The 1940s film star was worshipped for her looks – but they were also a poisoned chalice when it came to her career and legacy. Nearly a century on, has the way we consider beauty changed all that much?
Female beauty is a concept that is coloured by power dynamics and symbolism. It has classical ideals, but ever-shifting goalposts, dependent on decade or era. And like so much that is feminine, it is also derided. Too much concern with beauty, in oneself or others, is often seen as frivolous, even while its social currency – and the fact of it still having currency – remain fascinating elements of Western culture and society. All of this to say: anyone in the public eye who is given the title of “the most beautiful woman” is handed something of a poisoned chalice.
Gene Tierney was one of many actresses in Hollywood, past and present, who have been so labelled, described as “unquestionably the most beautiful woman in movie history” by studio head Darryl Zanuck. Blessed with aqua-blue, cat-like eyes, and an unnervingly symmetrical face, she was almost doll-like in her appearance; an impression aided by the carefully painted red lips of her era. She became famous at the start of the 1940s, a time of the bombshell and the pin-up. If her contemporaries in Hollywood screen beauty were the likes of Rita Hayworth, Ava Gardner and Hedy Lamarr, it was certainly saying something that Tierney was consistently referred to as the most beautiful of them all.
In the British Film Institute’s April season Out of the Shadows: The Films of Gene Tierney, programmer Aga Baranowska seeks to highlight an actress whose work was overshadowed by this very fact. And by screening a variety of her lesser-seen films, it also raises some interesting questions about what the finite power of beauty does to the woman in possession of it when it’s projected on to a cinema screen.

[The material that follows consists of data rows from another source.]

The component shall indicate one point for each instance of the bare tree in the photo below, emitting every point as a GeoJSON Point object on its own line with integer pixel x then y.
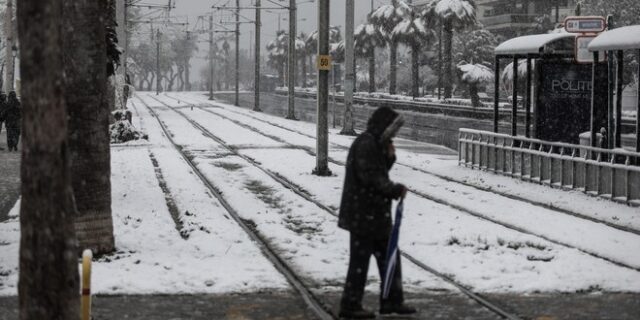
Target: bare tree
{"type": "Point", "coordinates": [85, 55]}
{"type": "Point", "coordinates": [48, 283]}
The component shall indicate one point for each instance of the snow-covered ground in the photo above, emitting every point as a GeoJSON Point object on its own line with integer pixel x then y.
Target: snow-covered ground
{"type": "Point", "coordinates": [201, 249]}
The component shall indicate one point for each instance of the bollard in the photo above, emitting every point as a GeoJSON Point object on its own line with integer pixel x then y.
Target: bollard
{"type": "Point", "coordinates": [86, 285]}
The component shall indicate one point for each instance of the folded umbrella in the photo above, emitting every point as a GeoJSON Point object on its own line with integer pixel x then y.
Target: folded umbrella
{"type": "Point", "coordinates": [392, 251]}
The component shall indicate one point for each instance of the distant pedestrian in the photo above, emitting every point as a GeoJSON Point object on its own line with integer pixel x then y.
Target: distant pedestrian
{"type": "Point", "coordinates": [12, 117]}
{"type": "Point", "coordinates": [3, 107]}
{"type": "Point", "coordinates": [365, 211]}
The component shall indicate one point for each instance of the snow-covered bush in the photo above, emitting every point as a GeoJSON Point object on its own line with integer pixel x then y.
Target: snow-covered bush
{"type": "Point", "coordinates": [122, 130]}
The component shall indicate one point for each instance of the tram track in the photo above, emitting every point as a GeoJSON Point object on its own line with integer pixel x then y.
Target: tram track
{"type": "Point", "coordinates": [491, 306]}
{"type": "Point", "coordinates": [311, 300]}
{"type": "Point", "coordinates": [418, 169]}
{"type": "Point", "coordinates": [421, 194]}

Tierney’s career began at the start of 1940s when she was first contracted to 20th-Century Fox at 19. She came from a well-off family in Fairfield, Connecticut, where she had made her society debut aged 17, and it was, as she once noted, expected she would soon go off to marry a Yale boy. After some small parts on Broadway, her dazzling looks quickly attracted the attention of the studios, and her first major screen role came in 1942, with screwball comedy Rings on her Fingers, opposite Henry Fonda.

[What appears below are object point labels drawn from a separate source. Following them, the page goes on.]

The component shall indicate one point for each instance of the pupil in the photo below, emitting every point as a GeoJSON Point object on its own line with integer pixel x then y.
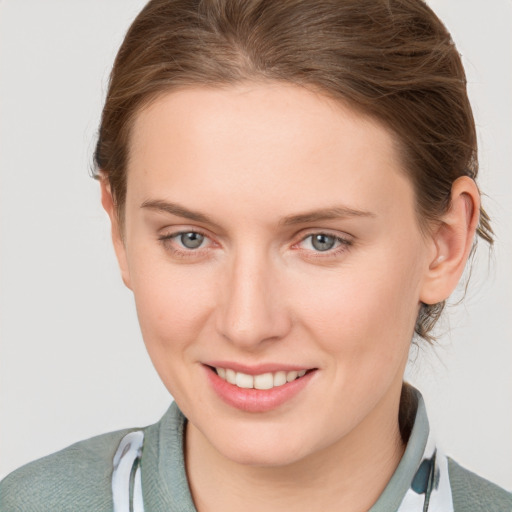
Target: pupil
{"type": "Point", "coordinates": [191, 240]}
{"type": "Point", "coordinates": [323, 242]}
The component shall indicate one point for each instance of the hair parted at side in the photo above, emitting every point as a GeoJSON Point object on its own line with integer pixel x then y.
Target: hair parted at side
{"type": "Point", "coordinates": [391, 59]}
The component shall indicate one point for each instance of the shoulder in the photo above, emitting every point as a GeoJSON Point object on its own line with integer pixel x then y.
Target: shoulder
{"type": "Point", "coordinates": [472, 493]}
{"type": "Point", "coordinates": [75, 479]}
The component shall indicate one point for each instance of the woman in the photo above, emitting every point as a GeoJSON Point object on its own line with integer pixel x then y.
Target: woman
{"type": "Point", "coordinates": [292, 197]}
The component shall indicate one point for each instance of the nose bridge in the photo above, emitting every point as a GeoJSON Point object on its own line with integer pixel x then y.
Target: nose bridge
{"type": "Point", "coordinates": [252, 310]}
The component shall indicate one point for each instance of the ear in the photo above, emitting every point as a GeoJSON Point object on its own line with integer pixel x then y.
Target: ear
{"type": "Point", "coordinates": [452, 241]}
{"type": "Point", "coordinates": [107, 201]}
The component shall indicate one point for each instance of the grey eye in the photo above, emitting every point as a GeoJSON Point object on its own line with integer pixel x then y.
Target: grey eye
{"type": "Point", "coordinates": [323, 242]}
{"type": "Point", "coordinates": [191, 240]}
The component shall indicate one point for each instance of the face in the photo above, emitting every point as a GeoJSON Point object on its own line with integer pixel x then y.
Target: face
{"type": "Point", "coordinates": [271, 242]}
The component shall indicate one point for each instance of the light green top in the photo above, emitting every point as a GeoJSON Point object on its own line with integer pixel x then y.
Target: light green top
{"type": "Point", "coordinates": [78, 478]}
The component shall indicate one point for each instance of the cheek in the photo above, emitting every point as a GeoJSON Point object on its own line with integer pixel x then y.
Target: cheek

Publicity build-up almost always featured – and embellished – her high-society background, and her persona of coolly elegant, ladylike composure. But it didn’t quite disguise the fact that Fox often did not know what to do with Tierney. They spoke of her as a debutante but cast her in a revolving-door of parts in an attempt to figure out where she fit. Too sultry for comedy and too refined to seem low-born, the Irish-American even found herself cast in various racially ambiguous parts, with her skin intentionally darkened or her eyes elongated with makeup to give her the then-in-vogue (and deeply problematic) “exotic” look.